Insomma, data la forte valenza affettiva e simbolica attribuita dall’autrice al rapporto sessuale, traspare sotto più profili e in più passaggi del suo lavoro la convinzione che una procreazione che avvenga al di fuori di una relazione amorosa e sessuale tra i partner genitoriali, quale «luogo fondativo dell’origine» (p. 166), sia di pregiudizio per un felice rapporto affettivo col figlio stesso.

Nel complesso il volume tradisce la tensione tra una cauta apertura alle nuove prassi di procreazione e la rilevazione delle criticità che queste prassi comportano. Sono criticità riconducibili, in sintesi: a) ai contesti problematici della scelta di procreare con le nuove tecniche, b) ai disagi della prole in ordine alla domanda sull’origine, c) alla messa in questione delle differenze di genere. Più in dettaglio, quanto ai contesti problematici della procreazione, il comprensibile dolore per una diagnosi di sterilità o di infertilità porta ad aderire, talora in una «fantasia prometeica condivisa con l’équipe medica» (p. 107), a percorsi medicali nei quali spesso «non c’è spazio per porsi domande […] non c’è tempo per avviare un’elaborazione di cosa significhi per la coppia l’avventura che sta iniziando» (ibid.).

Quanto ai disagi della prole: apprezzando i recenti ripensamenti teorici sul senso dell’Edipo, sollecitati anche dai nuovi modi di procreare, Marion ritiene che tra i suoi sfaccettati significati resti valido quello di interrogativo sulla propria origine (“di chi sono figlio?” è interrogativo inquietante nell’Edipo sofocleo). Ebbene, data la pluralità di soggetti, compresi gli operatori sanitari coinvolti nella procreazione assistita, il triangolo dato dalla coppia genitoriale più il figlio «si amplia […] diventa un quadrato, un pentagono, un esagono all’interno di un circolo edipico che è sempre più espanso» (p. 126). Pertanto risulta difficile quel processo di integrazione delle figure genitoriali, necessario alla costituzione di un sentimento di continuità nella mente del bambino.

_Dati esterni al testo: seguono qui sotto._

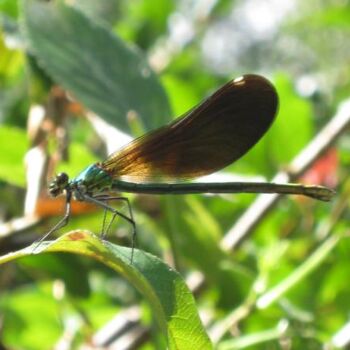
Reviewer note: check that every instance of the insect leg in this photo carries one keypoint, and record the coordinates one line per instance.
(63, 222)
(101, 202)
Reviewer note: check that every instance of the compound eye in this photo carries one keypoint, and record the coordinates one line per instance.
(58, 184)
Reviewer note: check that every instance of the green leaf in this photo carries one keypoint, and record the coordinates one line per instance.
(101, 71)
(13, 146)
(172, 302)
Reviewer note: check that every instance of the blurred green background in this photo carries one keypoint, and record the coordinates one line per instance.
(193, 47)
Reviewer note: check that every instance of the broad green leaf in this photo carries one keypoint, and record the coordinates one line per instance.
(172, 302)
(100, 70)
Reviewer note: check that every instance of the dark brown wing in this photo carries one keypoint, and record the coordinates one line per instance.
(207, 138)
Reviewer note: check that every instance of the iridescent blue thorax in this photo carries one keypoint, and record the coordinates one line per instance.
(90, 181)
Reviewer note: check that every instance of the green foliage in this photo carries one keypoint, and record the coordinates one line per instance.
(166, 291)
(284, 285)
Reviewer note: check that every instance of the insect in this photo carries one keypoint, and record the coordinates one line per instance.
(207, 138)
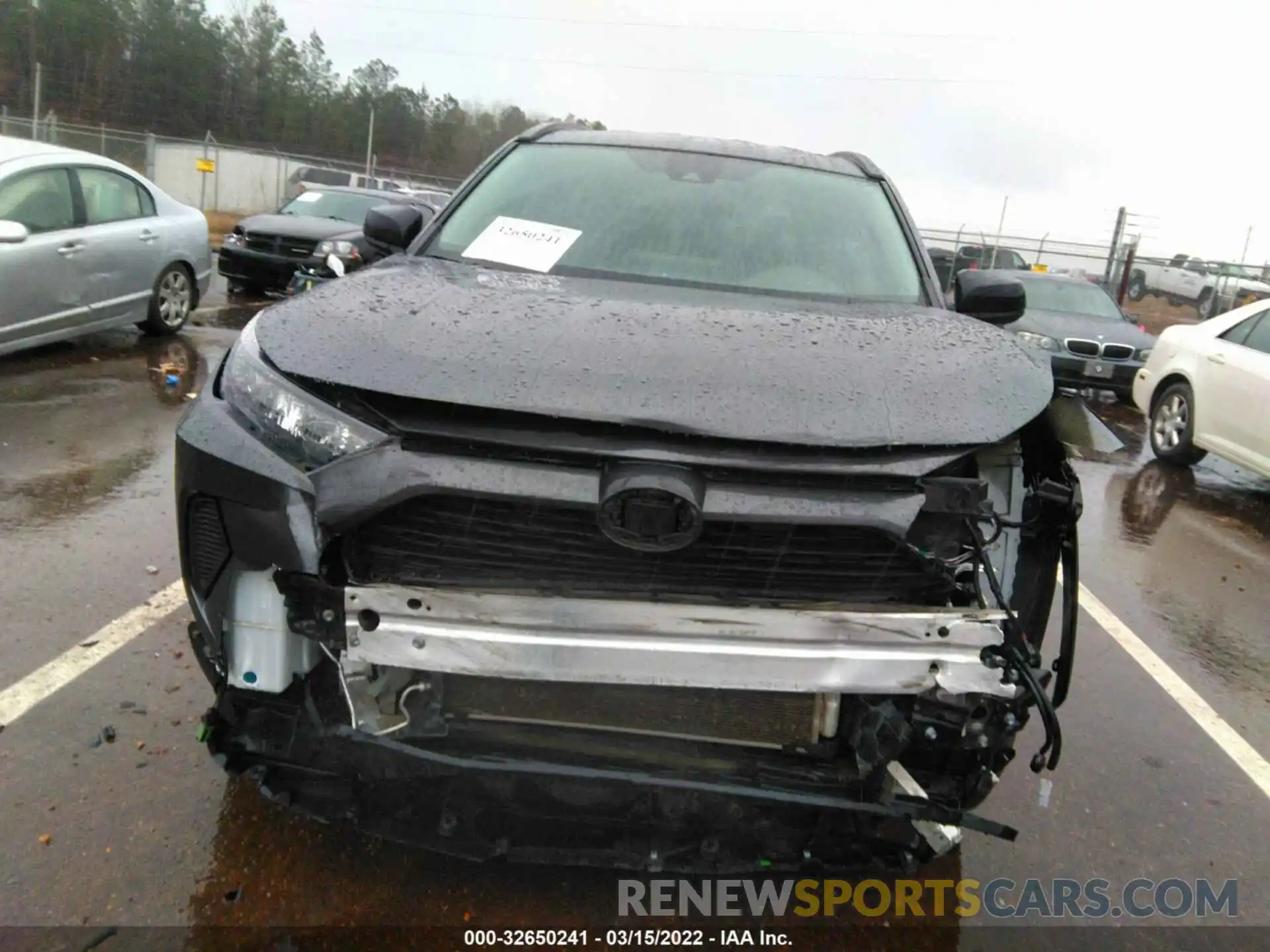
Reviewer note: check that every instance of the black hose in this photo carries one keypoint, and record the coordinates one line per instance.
(1066, 660)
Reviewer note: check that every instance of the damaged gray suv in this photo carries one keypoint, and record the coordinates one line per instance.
(648, 509)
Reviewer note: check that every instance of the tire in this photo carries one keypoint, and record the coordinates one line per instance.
(171, 302)
(1173, 427)
(1205, 306)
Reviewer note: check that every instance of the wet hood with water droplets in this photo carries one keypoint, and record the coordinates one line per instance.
(733, 366)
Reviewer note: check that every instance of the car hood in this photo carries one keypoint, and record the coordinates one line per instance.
(1060, 324)
(299, 226)
(720, 365)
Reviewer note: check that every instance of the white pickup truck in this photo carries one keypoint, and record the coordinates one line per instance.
(1193, 281)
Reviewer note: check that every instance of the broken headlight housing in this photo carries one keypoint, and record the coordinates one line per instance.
(292, 422)
(343, 249)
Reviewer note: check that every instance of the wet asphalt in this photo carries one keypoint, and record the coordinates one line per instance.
(149, 832)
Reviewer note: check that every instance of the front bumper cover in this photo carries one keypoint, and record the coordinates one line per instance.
(480, 796)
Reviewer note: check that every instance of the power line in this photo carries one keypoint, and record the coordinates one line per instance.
(685, 70)
(646, 24)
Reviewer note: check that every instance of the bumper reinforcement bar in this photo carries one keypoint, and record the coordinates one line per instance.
(883, 651)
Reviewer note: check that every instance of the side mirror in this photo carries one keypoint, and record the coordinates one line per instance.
(396, 226)
(990, 296)
(13, 233)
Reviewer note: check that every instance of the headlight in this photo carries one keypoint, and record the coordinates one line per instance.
(343, 249)
(296, 424)
(1040, 340)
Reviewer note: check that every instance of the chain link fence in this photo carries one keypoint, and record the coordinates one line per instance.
(207, 175)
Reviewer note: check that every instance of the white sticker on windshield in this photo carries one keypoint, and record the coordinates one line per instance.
(523, 244)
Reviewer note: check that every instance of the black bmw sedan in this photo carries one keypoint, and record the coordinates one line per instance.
(1093, 344)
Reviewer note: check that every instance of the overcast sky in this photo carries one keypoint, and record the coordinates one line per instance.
(1070, 108)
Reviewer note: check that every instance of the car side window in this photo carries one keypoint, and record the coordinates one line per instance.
(1238, 334)
(1259, 337)
(148, 202)
(40, 200)
(108, 196)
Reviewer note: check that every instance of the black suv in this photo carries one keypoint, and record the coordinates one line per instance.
(648, 510)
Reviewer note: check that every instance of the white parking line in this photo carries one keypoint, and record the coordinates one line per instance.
(42, 682)
(37, 686)
(1199, 710)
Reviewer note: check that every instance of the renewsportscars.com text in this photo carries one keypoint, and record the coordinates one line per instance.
(1000, 898)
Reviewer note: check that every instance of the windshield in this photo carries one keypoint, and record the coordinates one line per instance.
(687, 220)
(345, 206)
(1070, 298)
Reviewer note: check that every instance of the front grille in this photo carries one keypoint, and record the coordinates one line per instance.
(1083, 348)
(747, 716)
(553, 549)
(208, 547)
(281, 245)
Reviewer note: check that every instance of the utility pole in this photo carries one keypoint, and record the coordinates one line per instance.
(34, 58)
(1117, 234)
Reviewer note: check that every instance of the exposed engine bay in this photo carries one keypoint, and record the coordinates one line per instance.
(832, 672)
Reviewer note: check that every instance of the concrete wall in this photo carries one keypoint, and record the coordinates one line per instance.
(244, 182)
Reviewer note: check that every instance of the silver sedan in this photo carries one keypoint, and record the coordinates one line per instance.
(88, 244)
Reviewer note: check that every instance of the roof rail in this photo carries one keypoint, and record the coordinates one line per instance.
(546, 128)
(865, 163)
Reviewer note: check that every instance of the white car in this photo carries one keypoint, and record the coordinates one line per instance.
(1206, 389)
(88, 244)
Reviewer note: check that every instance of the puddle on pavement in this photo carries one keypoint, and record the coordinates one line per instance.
(230, 317)
(81, 419)
(273, 867)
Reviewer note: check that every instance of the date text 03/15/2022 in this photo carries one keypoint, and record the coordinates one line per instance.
(621, 938)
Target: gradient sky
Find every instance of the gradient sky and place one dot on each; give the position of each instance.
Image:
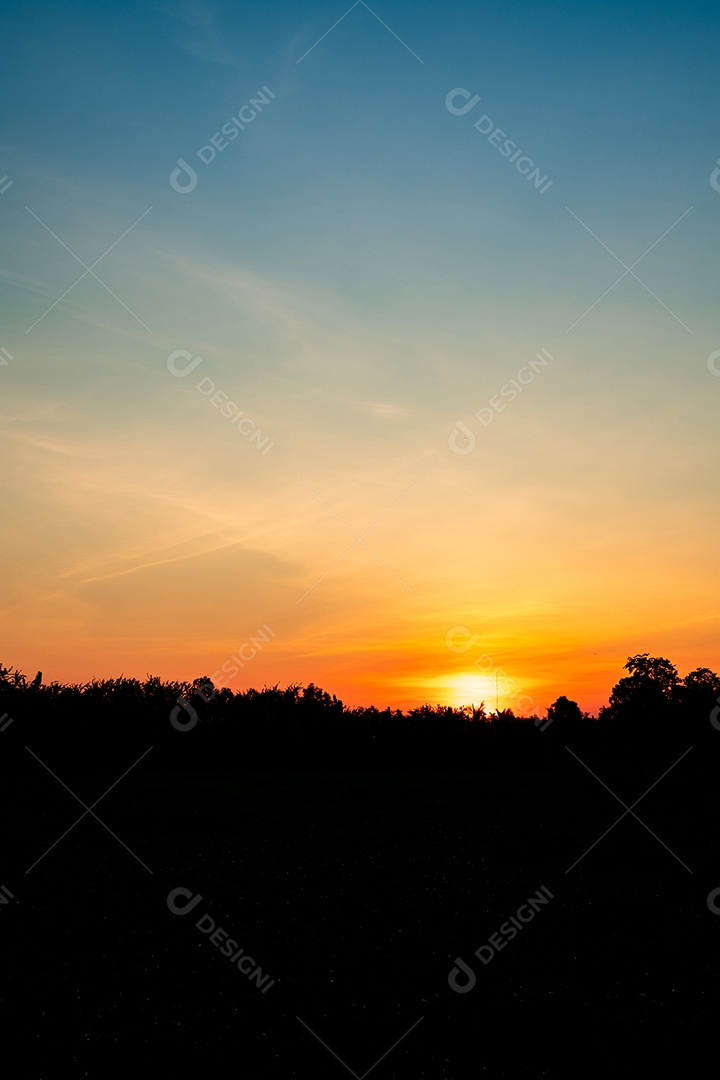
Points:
(358, 270)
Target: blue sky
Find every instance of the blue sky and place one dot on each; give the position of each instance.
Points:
(358, 270)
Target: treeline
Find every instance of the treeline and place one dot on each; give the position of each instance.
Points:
(107, 723)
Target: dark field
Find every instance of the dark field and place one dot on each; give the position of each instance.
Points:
(355, 892)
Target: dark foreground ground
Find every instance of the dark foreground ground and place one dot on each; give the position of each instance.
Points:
(356, 893)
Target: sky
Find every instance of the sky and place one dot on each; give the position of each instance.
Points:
(407, 385)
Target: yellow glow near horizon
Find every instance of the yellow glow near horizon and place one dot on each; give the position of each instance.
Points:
(469, 689)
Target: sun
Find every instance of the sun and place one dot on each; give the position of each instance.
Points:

Quanto alla questione del genere (gender), dopo una paziente attenzione alle istanze provenienti dal mondo LGBT, Marion denuncia il paradosso in cui cadono i teorici della in-differenza di genere tra donne e uomini: «In una società transgender, post madre e post padre la differenza [dalla norma del binarismo sessuale] è a tal punto affermata e celebrata da produrre la sua stessa cancellazione, virando verso una sostanziale indifferenza, in cui una cosa vale l’altra» (p. 153, sottolineature dell’autrice). Date queste identità fluide dei nostri giorni, Dioniso sembra esprimere la contemporaneità meglio di Edipo: si aprono così questioni inusitate a riguardo non solo delle scelte di genere ma anche della natura delle relazioni parentali.

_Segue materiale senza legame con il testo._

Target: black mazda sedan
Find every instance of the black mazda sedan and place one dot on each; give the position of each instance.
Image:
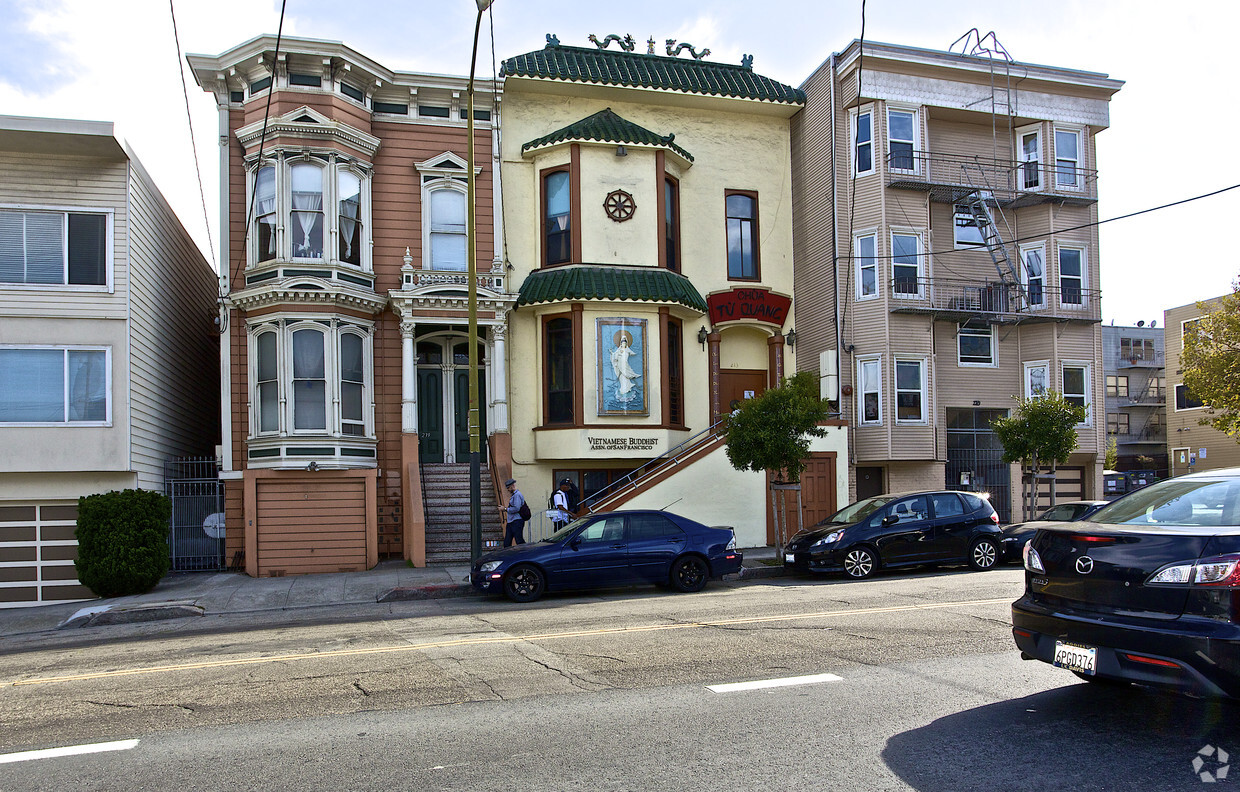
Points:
(1147, 590)
(611, 549)
(900, 529)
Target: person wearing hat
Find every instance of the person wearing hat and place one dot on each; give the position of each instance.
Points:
(559, 503)
(515, 521)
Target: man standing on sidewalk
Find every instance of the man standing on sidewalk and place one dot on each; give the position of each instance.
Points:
(515, 514)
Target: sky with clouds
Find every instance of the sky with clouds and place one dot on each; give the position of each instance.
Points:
(117, 60)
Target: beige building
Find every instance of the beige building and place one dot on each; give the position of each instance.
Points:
(946, 250)
(1191, 446)
(107, 343)
(649, 223)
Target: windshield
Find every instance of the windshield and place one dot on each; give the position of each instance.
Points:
(563, 532)
(1177, 502)
(861, 510)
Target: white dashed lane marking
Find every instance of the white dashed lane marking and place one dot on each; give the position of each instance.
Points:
(70, 750)
(786, 682)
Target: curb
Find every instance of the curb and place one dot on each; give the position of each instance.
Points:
(109, 615)
(434, 591)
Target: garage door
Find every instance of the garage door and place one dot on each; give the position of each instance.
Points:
(308, 527)
(37, 548)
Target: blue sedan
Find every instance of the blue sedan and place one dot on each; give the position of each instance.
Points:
(611, 549)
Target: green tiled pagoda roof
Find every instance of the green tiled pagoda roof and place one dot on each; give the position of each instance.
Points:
(608, 127)
(633, 70)
(594, 281)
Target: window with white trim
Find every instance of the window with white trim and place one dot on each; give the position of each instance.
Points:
(863, 141)
(324, 202)
(869, 391)
(48, 384)
(975, 345)
(1037, 379)
(56, 248)
(902, 139)
(1068, 158)
(907, 265)
(910, 391)
(1071, 277)
(311, 377)
(864, 248)
(1076, 386)
(1033, 274)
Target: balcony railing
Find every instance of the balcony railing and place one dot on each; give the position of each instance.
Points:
(975, 298)
(949, 177)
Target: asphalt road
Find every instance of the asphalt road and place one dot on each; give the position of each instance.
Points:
(916, 688)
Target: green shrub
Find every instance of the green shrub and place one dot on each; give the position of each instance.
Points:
(123, 541)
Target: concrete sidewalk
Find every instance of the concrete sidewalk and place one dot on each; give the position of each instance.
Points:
(200, 594)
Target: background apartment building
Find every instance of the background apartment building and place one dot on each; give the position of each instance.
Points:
(944, 208)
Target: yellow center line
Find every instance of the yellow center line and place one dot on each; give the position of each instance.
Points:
(506, 638)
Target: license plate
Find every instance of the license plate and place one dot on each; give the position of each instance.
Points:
(1074, 657)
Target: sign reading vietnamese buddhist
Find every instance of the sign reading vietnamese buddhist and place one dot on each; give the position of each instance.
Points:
(753, 304)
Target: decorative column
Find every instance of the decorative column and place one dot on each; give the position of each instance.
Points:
(500, 377)
(408, 379)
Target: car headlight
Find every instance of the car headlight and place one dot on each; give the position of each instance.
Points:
(831, 538)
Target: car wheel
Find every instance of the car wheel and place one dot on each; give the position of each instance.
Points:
(859, 563)
(690, 574)
(523, 583)
(982, 554)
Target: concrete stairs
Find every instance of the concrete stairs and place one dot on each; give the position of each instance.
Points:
(445, 498)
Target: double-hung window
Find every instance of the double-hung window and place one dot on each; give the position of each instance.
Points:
(869, 392)
(1076, 383)
(863, 143)
(742, 227)
(1068, 158)
(910, 392)
(1071, 277)
(902, 139)
(55, 384)
(907, 265)
(41, 247)
(867, 265)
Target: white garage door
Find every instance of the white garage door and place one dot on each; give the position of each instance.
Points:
(37, 548)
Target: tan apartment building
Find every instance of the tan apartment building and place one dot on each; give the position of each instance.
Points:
(108, 363)
(1191, 446)
(946, 250)
(345, 310)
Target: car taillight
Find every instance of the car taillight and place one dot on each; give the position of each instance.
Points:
(1219, 572)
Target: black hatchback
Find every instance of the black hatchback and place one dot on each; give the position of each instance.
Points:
(1146, 590)
(899, 529)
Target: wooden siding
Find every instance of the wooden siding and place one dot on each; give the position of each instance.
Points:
(174, 343)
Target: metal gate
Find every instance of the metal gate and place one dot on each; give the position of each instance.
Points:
(196, 534)
(975, 457)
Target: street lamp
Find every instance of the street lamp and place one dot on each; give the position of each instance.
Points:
(475, 486)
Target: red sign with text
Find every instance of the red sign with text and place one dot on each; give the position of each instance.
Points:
(754, 304)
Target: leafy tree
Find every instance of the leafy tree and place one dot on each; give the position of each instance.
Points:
(771, 433)
(1042, 430)
(1212, 362)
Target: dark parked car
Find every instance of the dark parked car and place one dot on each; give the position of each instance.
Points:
(900, 529)
(1016, 534)
(611, 549)
(1147, 590)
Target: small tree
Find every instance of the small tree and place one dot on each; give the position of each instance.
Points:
(1042, 430)
(773, 431)
(1210, 361)
(123, 541)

Il tema dei limiti del desiderio, già evocato dalla proibizione edipica a fronte dello sregolato Dioniso, torna nelle pagine finali richiamato dall’oggettiva realtà del corpo: limiti rispetto a certe illusorie aspettative suscitate dalle biotecnologie e, in quanto corpo sessuato, limiti rispetto alla libertà di costruzione dell’identità di genere. Tuttavia, con sensibilità nei confronti di scelte e percorsi individuali, Marion ricorda che compito dello psicoterapeuta è quello di accompagnare rispettosamente e non quello di censurare comportamenti. Pertanto preferisce far appello al senso di responsabilità, col quale si tenga conto delle problematiche conseguenze psicologiche, per i figli e per gli stessi genitori, della procreazione con le nuove tecnologie. È conclusione che converge con la rimarcata preoccupazione etica e giuridica di Giuliano Amato, espressa in Prefazione: l’attenzione a che il desiderio di procreare non confligga con i diritti e gli interessi del figlio, specie nel caso della fecondazione eterologa. E Marion sottolinea con decisione questa convergenza.